4. No national policy on climate change is ethically acceptable unless it, in combination with fair levels of greenhouse gas emissions from other countries, leads to stabilizing greenhouse gas atmospheric concentrations at levels that prevent harm to those around the world who are most vulnerable to climate change. This is so because any national position on climate change is implicitly a position on adequate global atmospheric greenhouse gas concentration stabilization level and all nations have a duty to prevent atmospheric greenhouse concentrations from exceeding levels that are harmful to others.

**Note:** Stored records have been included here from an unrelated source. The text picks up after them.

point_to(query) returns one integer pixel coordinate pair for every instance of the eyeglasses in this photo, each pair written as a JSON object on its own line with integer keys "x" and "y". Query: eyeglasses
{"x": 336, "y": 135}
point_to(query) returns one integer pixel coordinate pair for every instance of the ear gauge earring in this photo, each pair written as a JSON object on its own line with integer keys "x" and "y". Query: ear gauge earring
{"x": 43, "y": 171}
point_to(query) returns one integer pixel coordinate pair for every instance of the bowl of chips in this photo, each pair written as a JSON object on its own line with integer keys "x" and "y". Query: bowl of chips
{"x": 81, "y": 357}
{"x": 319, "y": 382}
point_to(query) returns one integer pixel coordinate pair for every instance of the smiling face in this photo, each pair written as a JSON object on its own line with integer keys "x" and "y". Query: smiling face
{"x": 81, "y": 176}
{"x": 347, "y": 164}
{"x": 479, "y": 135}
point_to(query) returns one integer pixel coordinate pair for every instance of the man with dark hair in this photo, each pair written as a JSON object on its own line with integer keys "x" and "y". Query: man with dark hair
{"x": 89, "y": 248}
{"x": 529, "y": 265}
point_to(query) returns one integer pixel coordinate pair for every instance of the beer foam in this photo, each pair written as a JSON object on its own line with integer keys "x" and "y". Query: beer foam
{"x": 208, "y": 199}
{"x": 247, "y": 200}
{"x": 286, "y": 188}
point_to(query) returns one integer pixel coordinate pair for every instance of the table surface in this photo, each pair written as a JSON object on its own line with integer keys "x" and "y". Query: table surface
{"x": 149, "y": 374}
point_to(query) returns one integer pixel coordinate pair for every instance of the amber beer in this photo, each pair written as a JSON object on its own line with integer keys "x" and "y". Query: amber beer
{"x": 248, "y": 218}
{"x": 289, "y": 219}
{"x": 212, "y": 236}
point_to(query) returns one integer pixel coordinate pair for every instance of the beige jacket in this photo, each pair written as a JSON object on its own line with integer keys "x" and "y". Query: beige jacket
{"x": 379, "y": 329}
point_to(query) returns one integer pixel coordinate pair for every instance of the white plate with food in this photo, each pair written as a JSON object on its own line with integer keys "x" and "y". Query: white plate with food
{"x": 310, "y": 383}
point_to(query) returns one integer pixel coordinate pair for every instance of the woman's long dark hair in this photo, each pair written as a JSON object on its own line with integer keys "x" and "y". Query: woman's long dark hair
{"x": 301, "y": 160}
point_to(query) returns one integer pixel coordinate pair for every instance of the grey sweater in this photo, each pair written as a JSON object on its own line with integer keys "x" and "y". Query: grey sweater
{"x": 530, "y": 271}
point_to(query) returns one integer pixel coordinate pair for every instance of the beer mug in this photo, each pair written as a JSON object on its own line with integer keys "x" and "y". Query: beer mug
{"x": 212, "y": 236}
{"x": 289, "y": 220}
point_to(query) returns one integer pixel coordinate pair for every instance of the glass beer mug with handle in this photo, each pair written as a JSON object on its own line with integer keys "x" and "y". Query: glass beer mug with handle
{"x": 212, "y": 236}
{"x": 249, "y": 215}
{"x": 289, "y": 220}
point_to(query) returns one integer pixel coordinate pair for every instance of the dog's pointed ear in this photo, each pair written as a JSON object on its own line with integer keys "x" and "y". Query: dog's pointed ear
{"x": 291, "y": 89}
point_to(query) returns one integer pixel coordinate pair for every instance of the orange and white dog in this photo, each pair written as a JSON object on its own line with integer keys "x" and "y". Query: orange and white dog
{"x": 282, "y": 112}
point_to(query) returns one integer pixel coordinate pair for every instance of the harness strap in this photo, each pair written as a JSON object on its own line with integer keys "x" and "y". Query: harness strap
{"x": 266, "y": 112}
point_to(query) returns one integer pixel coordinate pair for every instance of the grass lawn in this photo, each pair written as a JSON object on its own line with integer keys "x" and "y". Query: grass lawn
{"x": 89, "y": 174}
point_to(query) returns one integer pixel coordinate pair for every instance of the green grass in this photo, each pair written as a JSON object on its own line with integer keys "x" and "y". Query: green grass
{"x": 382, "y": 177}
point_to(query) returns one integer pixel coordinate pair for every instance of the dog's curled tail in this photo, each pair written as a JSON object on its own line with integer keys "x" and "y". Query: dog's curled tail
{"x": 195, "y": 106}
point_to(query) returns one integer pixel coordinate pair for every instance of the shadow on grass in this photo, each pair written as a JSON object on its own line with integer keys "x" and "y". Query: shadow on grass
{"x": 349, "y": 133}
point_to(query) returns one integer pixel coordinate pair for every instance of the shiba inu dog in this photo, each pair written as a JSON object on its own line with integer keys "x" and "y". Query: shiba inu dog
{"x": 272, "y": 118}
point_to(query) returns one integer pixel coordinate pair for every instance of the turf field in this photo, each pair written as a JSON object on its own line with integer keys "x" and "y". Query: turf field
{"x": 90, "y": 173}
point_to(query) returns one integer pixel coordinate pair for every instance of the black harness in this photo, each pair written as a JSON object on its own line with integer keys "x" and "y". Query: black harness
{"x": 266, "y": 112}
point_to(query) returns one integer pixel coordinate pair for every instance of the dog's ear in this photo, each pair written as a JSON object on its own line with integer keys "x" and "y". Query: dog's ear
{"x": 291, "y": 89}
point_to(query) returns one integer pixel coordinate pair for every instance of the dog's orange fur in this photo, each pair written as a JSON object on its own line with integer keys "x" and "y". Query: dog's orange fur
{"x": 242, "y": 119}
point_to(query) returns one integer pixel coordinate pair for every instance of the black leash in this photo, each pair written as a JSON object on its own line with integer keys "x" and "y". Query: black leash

5. Because it has been scientifically well established that there is a great risk of catastrophic harm from human-induced change (even though it is acknowledged that there are remaining uncertainties about timing and magnitude of climate change impacts), no high-emitting nation, sub-national government, organization, business, or individual of greenhouse gases may use some remaining scientific uncertainty about climate change impacts as an excuse for not reducing its emissions to its fair share of safe global greenhouse gas emission on the basis of scientific uncertainty. The duty to prevent great harm to others begins once a person is on notice that they are potentially causing great harm, not when the harm is absolutely proven.
6. Those nations, sub-national governments, organizations, businesses, and individuals that are emitting greenhouse gases above their fair share of safe global emissions have obligations, duties, and responsibilities for the costs of adaptation or damages to those who are harmed are will be harmed by climate change.
7. Given the magnitude of potential harms from climate change, those who make skeptical arguments against the mainstream scientific view on climate change have a duty to submit skeptical arguments to peer-review, acknowledge what is not in dispute about climate change science and not only focus on what is unknown, refrain from making specious claims about mainstream science of climate change such as the entire scientific basis for climate change has been completely debunked, and assume the burden of proof to show that emissions of greenhouse gases are benign.
8. Those nations or entities that have historically far exceeded their fair of safe global emissions have some responsibility for their historic emissions. Although the date at which responsibility for historic emissions is triggered is a matter about which different ethical theories may disagree, at the very latest nations have responsibility for their historical emissions on the date that they were on notice that excess greenhouse gas emissions were dangerous for others, not on the date that danger was proven.
9. In determining what is any nation’s fair share of safe global emissions, the nation must either assume that all humans have an equal right to use the atmosphere as a sink for greenhouse gases, or identify another allocation formula based upon morally relevant criteria. All nations have an ethical duty to explain why any deviation from per capita greenhouse gas emissions is ethically justified.
10. Some economic tools frequently used to evaluate public policy on climate change such as cost-benefit analysis that don’t acknowledge responsibility for allocating the burdens for reducing the threat of climate change on the basis of distributive justice are ethically problematic.